Kansas (Section 319I - 1994)

Kansas is using a basin-by-basin approach to achieve water quality standards and has a statewide ranking system to assign priorities. The state works actively with local interest groups to focus and develop demonstration projects that address particular nonpoint source pollution problems.

Water Quality Problems in Hillsdale Reservoir

Water quantity is not a problem in northeastern Kansas these days, but water quality is.

The Hillsdale Reservoir in Miami County provides 1.3 million gallons of drinking water each day to more than 20,000 area residents. In addition, the 4,500-acre lake offers such recreational activities as hunting and fishing, boating, swimming, picnicking, bird watching, and sightseeing. In 1991, 214,000 visitors enjoyed activities at Hillsdale Reservoir--and some 80 fishing tournaments were held there. The reservoir, which includes a dam and lake, was designed as a U.S. Army Corps of Engineers flood control structure. Completed in 1982, it receives discharge from 17 tributaries and drainage from 144 square miles in four counties--Miami, Douglas, Franklin, and Johnson.

Today, the Hillsdale Reservoir is falling victim to pollution from the watershed. Water quality is threatened by nutrients and pesticides from cropland, small feedlots, and wastewater treatment discharges. Urban expansion in the watershed is also a major concern.

Despite its young age, the reservoir is suffering from cultural eutrophication, or rapid aging. Eutrophication occurs in all lakes, even those with natural, undisturbed watersheds.
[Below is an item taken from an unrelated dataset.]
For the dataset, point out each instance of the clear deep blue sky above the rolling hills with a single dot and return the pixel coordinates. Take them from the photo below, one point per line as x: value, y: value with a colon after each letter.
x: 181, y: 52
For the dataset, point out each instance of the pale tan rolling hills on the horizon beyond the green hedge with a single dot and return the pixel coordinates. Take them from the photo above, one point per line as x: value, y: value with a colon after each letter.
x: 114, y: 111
But Hillsdale's problem comes from human activities that increase the amount of nutrients (phosphorus and nitrogen) in the reservoir, which speed eutrophication. Cultural eutrophication can cause blue-green algae blooms, floating plants, a shortage of dissolved oxygen necessary for survival of aquatic life, fish kills, and undesirable tastes and odors in drinking water. Other problems include concentrations of the pesticides atrazine and alachlor.
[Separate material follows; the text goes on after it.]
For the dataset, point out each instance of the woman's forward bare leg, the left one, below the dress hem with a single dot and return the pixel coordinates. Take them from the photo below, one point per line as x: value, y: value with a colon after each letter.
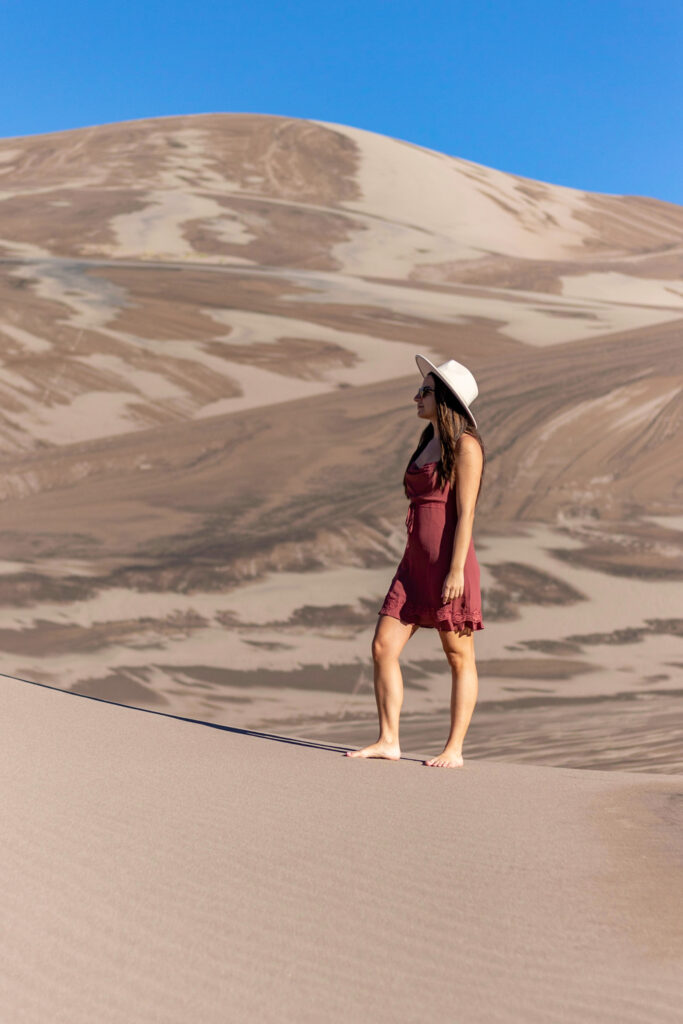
x: 391, y: 637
In response to public concern about the deteriorating water quality of the Hillsdale Reservoir, a citizen's management committee is developing and implementing a long-term program to protect this water resource. The five-year Hillsdale Water Quality Protection Project began in November 1992, and a project manager began work in May 1993. The expected project cost is $1.2 million, with $731,265 being requested from section 319 and $469,510 being provided through a combination of state general and water plan funds and local funds. Section 319 funds totaling $202,000 have been approved for the first two years. The Lake Region Resource Conservation and Development (RC&D) and the Kansas Department of Health and Environment (KDHE) assist in organizing and staffing the program. The Hillsdale Reservoir Watershed Protection Management Plan is a cooperative venture between local, state, and federal agencies and organizations and the patrons of Hillsdale Reservoir. The reservoir has been selected by the ASCS as a targeted water quality improvement project focused in the reservoir's Big Bull Creek area.
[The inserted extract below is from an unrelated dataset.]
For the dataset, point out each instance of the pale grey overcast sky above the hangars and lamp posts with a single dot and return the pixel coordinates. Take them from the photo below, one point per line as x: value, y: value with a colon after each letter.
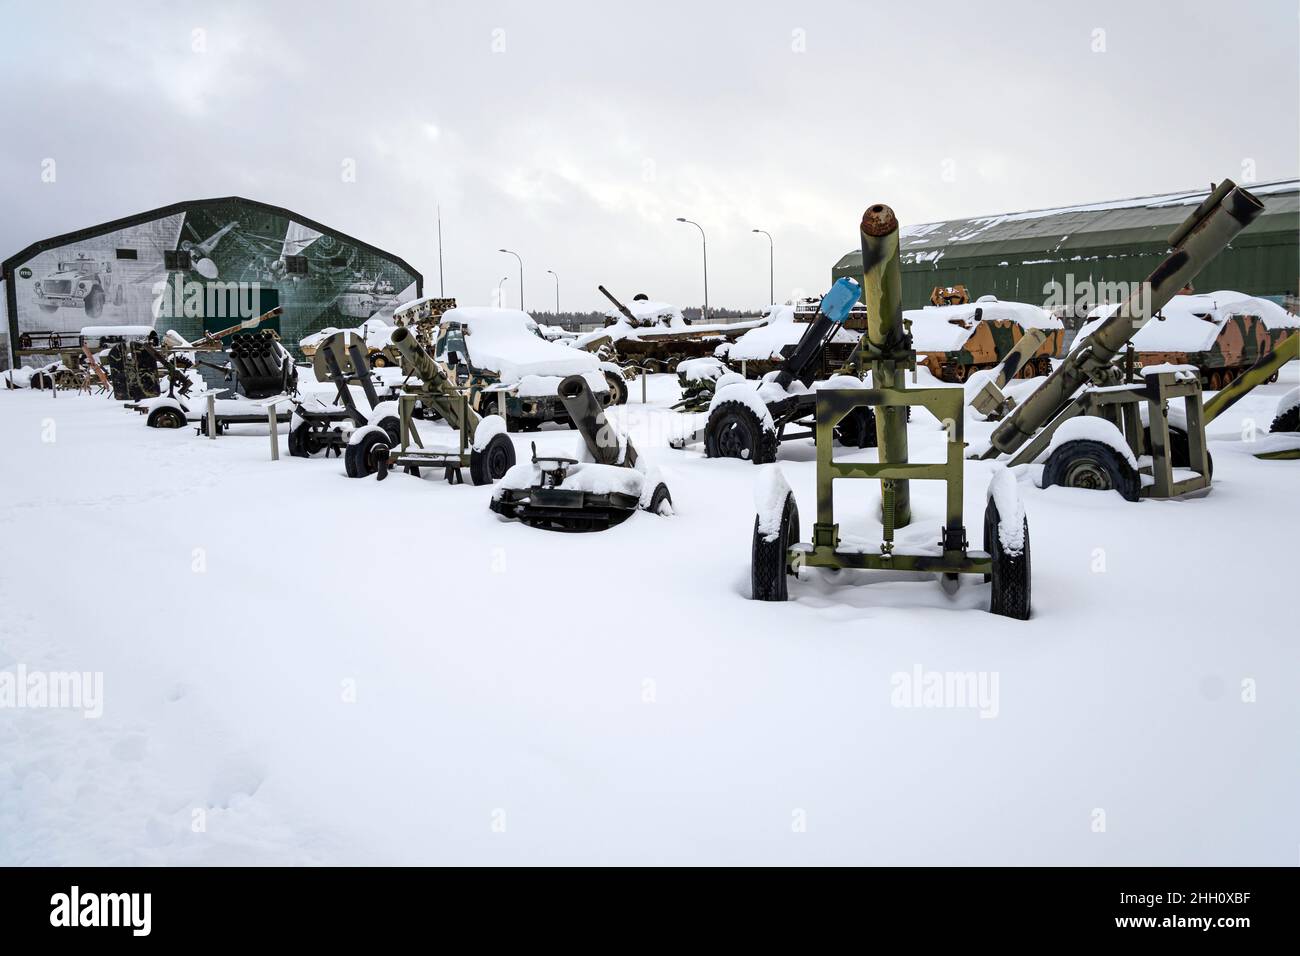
x: 578, y: 133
The goals of the comprehensive watershed water quality management project is to implement nonpoint source pollution control measures to reduce the current nutrient loading rate and maintain the existing trophic state of Hillsdale Lake. This means maintaining an annual average total phosphorus concentration of 60 micrograms per liter and an annual average chlorophyll (a) concentration of 8 micrograms per liter. In addition, the project sets specific water quality goals in tributary streams (Table 7-1). Finally, the project will put in place minimum pollution control measures on every nonpoint pollution source in the Hillsdale watershed.

The project has five elements:

  • Information and education. Through watershed activities, personal contacts, and demonstration projects, these tasks will inform local residents about the project and how their actions affect water quality.
  • Adopting management practices. Information and education should spur nonstructural activities, such as animal waste management practices.
  • Installing structural practices. Practices such as waste holding ponds or constructed wetlands will be selected by working one-on-one with watershed landowners.
  • Monitoring. This includes tracking pollution control practices and the resulting water quality conditions.
  • Evaluation. This determines if the project is progressing as planned and achieving its water quality objectives, allowing for adjustments as necessary.

Watershed nonpoint sources contribute more than 90 percent of the total phosphorus load to the reservoir (Table 7-2). The plan specifies pollution control practices for the watershed's various land uses and sets out a timetable for action. The first two years of the project focus on implementation and maintenance of - recommended minimum control practices through information, education, and technical assistance. The first-year plan encourages adopting management and low-cost structural practices and determines if capital intensive structural controls are needed. The second year emphasizes one-on-one contacts and determines the need for financial assistance to install structural practices.

The project will work to slow the eutrophication of Hillsdale Reservoir by controlling nitrogen and phosphorus discharges from cities, industries, urbanized land, and agricultural land. The project will also help reduce pesticide use, control soil erosion and livestock pollution sources, rotate crops, maintain septic tanks and other on-site wastewater disposal systems, and establish permanent vegetation. The plan spells out 10 measures of success. They include increased public awareness and concern for the lake's health and use of nonpoint source controls by rural land owners, in livestock operations, on cropland, in range and pasture lands, and for all urban runoff. The ultimate success is to maintain the water quality in Hillsdale Lake and its tributaries.